TLDR: It is pretty cool that you can directly leverage Deepmind’s cutting edge AI powered AlphaFold and AlphaMissense projects to get insight into your own genome!
Google DeepMind created AlphaMissense, new AI model that predicts the pathogenic classification of the effects of ‘missense’ mutations. Using this tool they created and released a catalogue of ‘missense’ mutations where researchers can learn more about what effect they may have.
In a paper published in Science, DeepMind show it categorised 89% of all 71 million possible missense variants as either likely pathogenic or likely benign. By contrast, only 0.1% have been confirmed by human experts.
Missense variants are genetic mutations that can affect the function of human proteins. In some cases, they can lead to diseases such as cystic fibrosis, sickle-cell anaemia, or cancer.
AlphaMissense builds on DeepMind’s AlphaFold protein folding prediction project. AlphaFold predicts the 3D structures of proteins based on their amino acid sequences. AlphaMissense leverages structural insights into amino acid sequences provided by AlphaFold to classify variants as benign, ambiguous or pathogenic based on potential health impacts.
Matching 23andMe genome data with AlphaMissense data => benign, ambiguous or pathogenic
A practical use of the AlphaMissense missense variants is matching it to your 23andMe genome data. Both sets of data have a Reference SNP cluster ID (rsID) value which looks something like “rs2817580”. rsIDs are unique identifiers assigned to specific genetic variations (like single nucleotide polymorphisms, or SNPs) which are maintained in the US National Library of Medicine dbSNP database.
A script Github link developed by developer Edouard Belval and shared in a Hackner News post matchs your 23andMe genome data to the AlphaMissense missense data and prints out mutation percentages along with their classification as benign, ambiguous or pathogenic, in addition to a nice visualization of variations by allele count.
The script will give you a summary of the matching results:
% Mutated genes: 1.97%
% Mutated genes with at least 1 allele classified as benign: 93.98%
% Mutated genes with at least 1 allele classified as ambiguous: 3.94%
% Mutated genes with at least 1 allele classified as pathogenic: 2.08%
% Mutated genes with 2 alleles classified as benign: 31.11%
% Mutated genes with 2 alleles classified as ambiguous: 0.88%
% Mutated genes with 2 alleles classified as pathogenic: 0.33%
You can also output a list of your 23andMe genome data that had rsIDs that could be matched (~2,000 records) to see individual snp’s AlphaMissense missense pathengenicity value and classification as benign, ambiguous or pathogenic:
rs3748597 0.0564 benign
rs1059831 0.3098 benign
rs7535528 0.0892 benign
rs3748816 0.0458 benign
i6059967 0.0458 benign
rs2185639 0.0729 benign
If you use 23andMe, the genome data it is relatively simple to download.

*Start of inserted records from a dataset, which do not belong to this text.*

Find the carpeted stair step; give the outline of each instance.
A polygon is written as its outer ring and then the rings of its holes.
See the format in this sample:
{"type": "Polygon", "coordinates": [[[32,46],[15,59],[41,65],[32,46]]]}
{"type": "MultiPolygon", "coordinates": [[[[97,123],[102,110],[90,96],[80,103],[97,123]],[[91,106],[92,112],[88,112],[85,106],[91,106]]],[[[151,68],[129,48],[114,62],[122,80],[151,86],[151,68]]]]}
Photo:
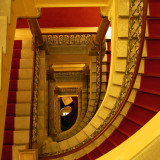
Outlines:
{"type": "Polygon", "coordinates": [[[17,148],[26,149],[29,143],[33,67],[31,46],[31,41],[16,40],[14,43],[2,160],[17,160],[17,148]],[[8,151],[7,155],[5,151],[8,151]]]}
{"type": "Polygon", "coordinates": [[[159,95],[137,92],[134,104],[146,108],[148,110],[158,112],[160,110],[160,98],[159,95]]]}
{"type": "Polygon", "coordinates": [[[127,119],[124,118],[121,122],[121,124],[119,125],[119,127],[117,128],[117,130],[119,130],[120,132],[124,133],[125,135],[127,135],[128,137],[132,136],[136,131],[138,131],[142,126],[127,119]],[[130,126],[130,127],[128,127],[130,126]]]}
{"type": "Polygon", "coordinates": [[[140,90],[160,95],[160,77],[142,76],[140,90]]]}
{"type": "Polygon", "coordinates": [[[100,157],[103,155],[101,150],[99,148],[94,149],[92,152],[87,154],[90,160],[95,160],[96,158],[100,157]]]}
{"type": "Polygon", "coordinates": [[[128,138],[127,135],[125,135],[124,133],[120,132],[119,130],[115,130],[111,136],[109,136],[109,140],[115,145],[118,146],[119,144],[121,144],[122,142],[124,142],[126,139],[128,138]]]}
{"type": "Polygon", "coordinates": [[[144,109],[140,106],[137,106],[135,104],[132,104],[131,108],[128,111],[128,114],[126,116],[126,118],[133,120],[134,122],[136,122],[137,124],[140,125],[144,125],[146,124],[156,113],[151,111],[151,110],[147,110],[144,109]]]}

You just need to export your 23andMe data which will include a genome.txt file. Then you can reference this file in Belval ‘s Github repo code to match the AlphaMissense missense data to your 23andMe genome data and get outputs simialar those above.
After matching 23andMe genome data with AlphaMissense data
After doing the matching I recommend doing some manual searches of your pathogenic rsID’s against the dbSNP database which works like a search engine. “Pathogenic” sounds pretty dire but the variant clinical signifance might be very low or irrelevant. For example, variants might manifest only in embryonic development or have potential physical manifestation that is not evident for you.
Searching is easy. You simply search by the rsID to find the rsID documentation which includes descriptions of clinical significance, publications, history, detailed descriptions of location in genome, and more.
Automating the retrieval of dbSNP database clinical significance would be a good next project for someone. It could use LLM RAG targeted search against the dbSNP database to retrieve text summarizing what is known for the rsID. Perhaps something like sentiment analysis of the text content.